A situação concreta, com adaptações,
foi a seguinte:
O Estado do Amapá possui débitos
com o INCRA e com o IBAMA, duas autarquias federais.
Em razão desses débitos, o Estado
foi inserido no Sistema Integrado de Administração Financeira (SIAFI), no
Serviço Auxiliar de Informações para Transferências Voluntárias (CADIN) e no
Cadastro Informativo de Créditos não Quitados do Setor Público Federal (CAUC).
Obs: esses cadastros são
instrumentos de consulta, por meio dos quais se pode verificar se os
Estados-membros ou Municípios estão com débitos ou outras pendências perante o
Governo federal.
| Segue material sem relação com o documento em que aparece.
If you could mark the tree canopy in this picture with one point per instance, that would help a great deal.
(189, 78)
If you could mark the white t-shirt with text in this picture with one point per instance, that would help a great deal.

Se houver, por exemplo, um atraso do Estado ou do Município na
prestação de contas de um convênio com a União ou suas entidades, essa
informação passará a figurar nestes sistemas. Com isso, o ente devedor fica
impedido de contratar operações de crédito, celebrar convênios com órgãos e
entidades federais e receber transferências de recursos. Em uma alegoria para
que você entenda melhor (não escreva isso na prova!), seria como se fosse um
“Serasa” de débitos dos Estados e Municípios com a União, ou seja, um cadastro
federal de inadimplência.
Execuções fiscais
Tanto o INCRA como o IBAMA
ajuizaram execução fiscal para cobrar os débitos e o Estado expediu precatórios,
que, no entanto, ainda estão pendentes de pagamento.
Ação cível originária
O Estado do Amapá ajuizou ação
cível originária contra a União pedindo a exclusão do Estado dos cadastros no
SIAFI, CAUC e CADIN considerando que os débitos existentes com as autarquias já
estão em fase de precatório, razão pela qual não há mais motivo para se manter
as inscrições nos cadastros desabonadores de crédito.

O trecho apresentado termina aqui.